Рассматриваемые нами функции не существуют изолированно, их взаимосвязи подчеркивают значимость исследуемого мотива в тексте. Табуированное с давних пор переодевание женщины в мужчину и наоборот определяет ряд смысловых доминант произведения В. С. Пикуля «Пером и шпагой»: культурно-историческую, маркирующую галантный век с его эротико-игровыми аспектами, политическую (или, точнее, шпионскую) и психологическую. Эти функции взаимодействуют друг с другом, создавая особое игровое пространство романа о судьбах дипломатов, шпионов и авантюристов. Маскарадное переодевание в женское платье на празднике в ратуше сыграло значимую роль в судьбе героя: кавалер де Эон был замечен всемогущей фавориткой Людовика XV – мадам Помпадур. Несмотря на то, что автор уточняет: данный случай скорее всего легенда, – внимание к этой истории оказывается необходимым, так как именно это шуточное переодевание приведет героя в мир «секретной дипломатии» [2, с. 41]. Таким образом, в тексте наблюдается трансформация культурно-исторической (социально-культурной) функции переодевания (безусловно, маскарад – неотъемлемый компонент культуры XVIII века), которая определяла лишь частный эпизод в жизни героя, в политическую (в данном случае – в шпионскую), связанную с судьбами государств.
Нетрудно убедиться, что мотив переодевания, как сущностный для понимания авторской концепции смысловой элемент, играет важную роль в историческом романе ХХ века, иногда даже формируя определенное маскарадно-игровое пространство произведения, например, в «Емельяне Пугачеве» В. Я. Шишкова. Рассмотренные нами примеры позволяют выделить ряд функций, которые выполняет переодевание в исторических романах ХХ века. Во-первых, следует говорить о социально-культурной роли, обусловленной особенностями конкретной эпохи.
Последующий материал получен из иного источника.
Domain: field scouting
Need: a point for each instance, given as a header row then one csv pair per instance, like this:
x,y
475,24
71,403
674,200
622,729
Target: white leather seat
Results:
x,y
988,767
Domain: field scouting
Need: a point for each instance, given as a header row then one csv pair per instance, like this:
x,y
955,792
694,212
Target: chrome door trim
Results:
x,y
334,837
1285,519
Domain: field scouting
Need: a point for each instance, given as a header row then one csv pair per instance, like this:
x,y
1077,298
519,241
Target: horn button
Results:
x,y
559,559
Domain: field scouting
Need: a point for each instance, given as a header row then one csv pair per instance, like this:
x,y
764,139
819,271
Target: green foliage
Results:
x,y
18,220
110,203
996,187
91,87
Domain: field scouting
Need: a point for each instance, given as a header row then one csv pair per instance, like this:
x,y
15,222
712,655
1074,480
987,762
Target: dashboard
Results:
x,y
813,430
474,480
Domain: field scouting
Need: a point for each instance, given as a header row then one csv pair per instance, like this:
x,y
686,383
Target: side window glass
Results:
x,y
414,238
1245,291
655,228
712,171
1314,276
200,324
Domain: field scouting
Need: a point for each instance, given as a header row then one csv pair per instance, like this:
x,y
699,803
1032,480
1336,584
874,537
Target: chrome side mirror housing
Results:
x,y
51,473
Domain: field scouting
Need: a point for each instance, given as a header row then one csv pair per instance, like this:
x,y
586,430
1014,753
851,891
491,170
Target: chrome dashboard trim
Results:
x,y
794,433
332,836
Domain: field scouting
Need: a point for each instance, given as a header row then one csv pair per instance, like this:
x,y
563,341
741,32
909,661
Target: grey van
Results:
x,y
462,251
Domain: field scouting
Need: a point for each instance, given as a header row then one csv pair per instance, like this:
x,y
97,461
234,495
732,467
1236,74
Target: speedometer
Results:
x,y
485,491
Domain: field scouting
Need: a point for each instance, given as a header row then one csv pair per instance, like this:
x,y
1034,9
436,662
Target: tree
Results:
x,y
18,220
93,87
Костюм является важнейшей составляющей культуры нации, поэтому смена одежды, тем более в государственном масштабе, несет новые социально-культурные ориентиры. Особенно это характерно для романов о петровской эпохе. Вытесняя атрибуты сословной иерархии, например горлатную шапку, иноземное платье временно нивелирует социальные различия (костюм одинаково непривычен и для боярина Буйносова, и для крестьянина Бровкина) и открывает широкие возможности для «продвижения» талантливых людей, невзирая на их социальный статус. Как особую разновидность социально-культурной функции можно отметить маскарадную, знаковую и для эпохи Петра, и для всего XVIII века.
Во-вторых, необходимо отметить тесно связанную с первой, но в силу своей важности самостоятельную, на наш взгляд, политическую (или «стратегическую») функцию. Переодевание становится в ряде случаев ключевым моментом в борьбе за власть, потому что удачно выбранная костюмная «маска» обеспечивает успешность политического хода.
Наконец, на личностном уровне переодевание выполняет психологическую функцию, становясь основой для идентификации самого человека и его окружения в системе «свой – чужой».